Page 1 of 1

Mysterious Re-Formatting when Pasting in Word

Posted: Thu Aug 07, 2014 3:35 am UTC
by Jorpho
The office recently switched from WordPerfect X to Word 2013. (Evidently it was time for it to go.) I've never been quite clear on exactly how Word mucks about with "styles", and the problem rears its ugly head again lately. Frequently, when pasting data from an old WordPerfect document into Word, paragraphs will re-format themselves in strange ways – sometimes, left-justification will become full-justification (even though the WordPerfect documents are left-justified), or the header will change completely.

I can of course get around the problem by using Paste Special to insert the text as unformatted text, or by changing Word's options to preserve the document's existing format when pasting, but often the text I'm pasting will have italicized words spread around, and I don't want to lose that formatting.

Is there some way of telling exactly what formatting data Word is going to pull out of pasted text, and somehow repress it?
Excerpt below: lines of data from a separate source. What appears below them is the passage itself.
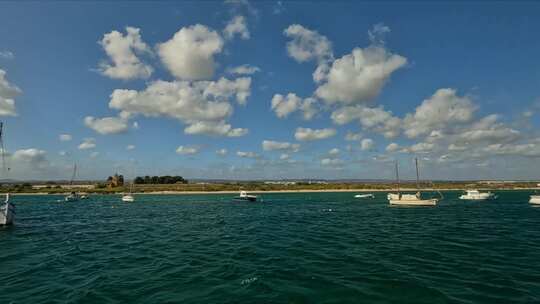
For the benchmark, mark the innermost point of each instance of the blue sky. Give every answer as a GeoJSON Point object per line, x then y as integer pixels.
{"type": "Point", "coordinates": [455, 85]}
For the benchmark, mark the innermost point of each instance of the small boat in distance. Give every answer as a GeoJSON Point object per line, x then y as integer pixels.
{"type": "Point", "coordinates": [128, 198]}
{"type": "Point", "coordinates": [475, 195]}
{"type": "Point", "coordinates": [410, 199]}
{"type": "Point", "coordinates": [7, 212]}
{"type": "Point", "coordinates": [535, 199]}
{"type": "Point", "coordinates": [73, 196]}
{"type": "Point", "coordinates": [245, 197]}
{"type": "Point", "coordinates": [368, 195]}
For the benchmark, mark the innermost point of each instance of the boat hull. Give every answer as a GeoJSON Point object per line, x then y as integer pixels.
{"type": "Point", "coordinates": [535, 199]}
{"type": "Point", "coordinates": [7, 214]}
{"type": "Point", "coordinates": [128, 199]}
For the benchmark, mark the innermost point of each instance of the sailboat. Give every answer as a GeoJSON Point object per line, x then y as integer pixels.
{"type": "Point", "coordinates": [7, 212]}
{"type": "Point", "coordinates": [410, 199]}
{"type": "Point", "coordinates": [128, 198]}
{"type": "Point", "coordinates": [73, 196]}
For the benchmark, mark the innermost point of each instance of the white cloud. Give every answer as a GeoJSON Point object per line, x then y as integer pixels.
{"type": "Point", "coordinates": [221, 152]}
{"type": "Point", "coordinates": [88, 143]}
{"type": "Point", "coordinates": [214, 129]}
{"type": "Point", "coordinates": [202, 105]}
{"type": "Point", "coordinates": [353, 136]}
{"type": "Point", "coordinates": [307, 45]}
{"type": "Point", "coordinates": [367, 144]}
{"type": "Point", "coordinates": [65, 137]}
{"type": "Point", "coordinates": [190, 53]}
{"type": "Point", "coordinates": [331, 162]}
{"type": "Point", "coordinates": [445, 108]}
{"type": "Point", "coordinates": [270, 145]}
{"type": "Point", "coordinates": [106, 125]}
{"type": "Point", "coordinates": [358, 77]}
{"type": "Point", "coordinates": [307, 134]}
{"type": "Point", "coordinates": [237, 25]}
{"type": "Point", "coordinates": [333, 152]}
{"type": "Point", "coordinates": [6, 55]}
{"type": "Point", "coordinates": [247, 154]}
{"type": "Point", "coordinates": [285, 105]}
{"type": "Point", "coordinates": [244, 69]}
{"type": "Point", "coordinates": [372, 119]}
{"type": "Point", "coordinates": [187, 150]}
{"type": "Point", "coordinates": [35, 158]}
{"type": "Point", "coordinates": [122, 51]}
{"type": "Point", "coordinates": [8, 92]}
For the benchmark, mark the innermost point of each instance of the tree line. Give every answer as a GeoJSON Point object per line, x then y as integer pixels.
{"type": "Point", "coordinates": [160, 180]}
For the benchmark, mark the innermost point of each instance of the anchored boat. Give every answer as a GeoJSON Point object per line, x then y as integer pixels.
{"type": "Point", "coordinates": [475, 195]}
{"type": "Point", "coordinates": [410, 199]}
{"type": "Point", "coordinates": [7, 212]}
{"type": "Point", "coordinates": [245, 197]}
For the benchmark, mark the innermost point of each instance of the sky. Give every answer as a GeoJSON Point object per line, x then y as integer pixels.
{"type": "Point", "coordinates": [270, 90]}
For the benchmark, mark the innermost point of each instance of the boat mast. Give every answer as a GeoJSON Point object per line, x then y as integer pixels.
{"type": "Point", "coordinates": [417, 175]}
{"type": "Point", "coordinates": [397, 177]}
Re: Mysterious Re-Formatting when Pasting in Word

Posted: Wed Aug 20, 2014 3:28 pm UTC
by KnightExemplar
Jorpho wrote:The office recently switched from WordPerfect X to Word 2013. (Evidently it was time for it to go.) I've never been quite clear on exactly how Word mucks about with "styles", and the problem rears its ugly head again lately. Frequently, when pasting data from an old WordPerfect document into Word, paragraphs will re-format themselves in strange ways – sometimes, left-justification will become full-justification (even though the WordPerfect documents are left-justified), or the header will change completely.

I can of course get around the problem by using Paste Special to insert the text as unformatted text, or by changing Word's options to preserve the document's existing format when pasting, but often the text I'm pasting will have italicized words spread around, and I don't want to lose that formatting.

Is there some way of telling exactly what formatting data Word is going to pull out of pasted text, and somehow repress it?


Have you tried turning the WordPerfect document into doc or docx, and then performing the copy/paste into Word? This technique of mine tends to work with OpenOffice...

Re: Mysterious Re-Formatting when Pasting in Word

Posted: Wed Aug 20, 2014 5:01 pm UTC
by Jorpho
Well, technically the conversion to doc/docx would happen automatically when the document is opened in Word. (I'm not opening the WordPerfect documents in WordPerfect, you see.)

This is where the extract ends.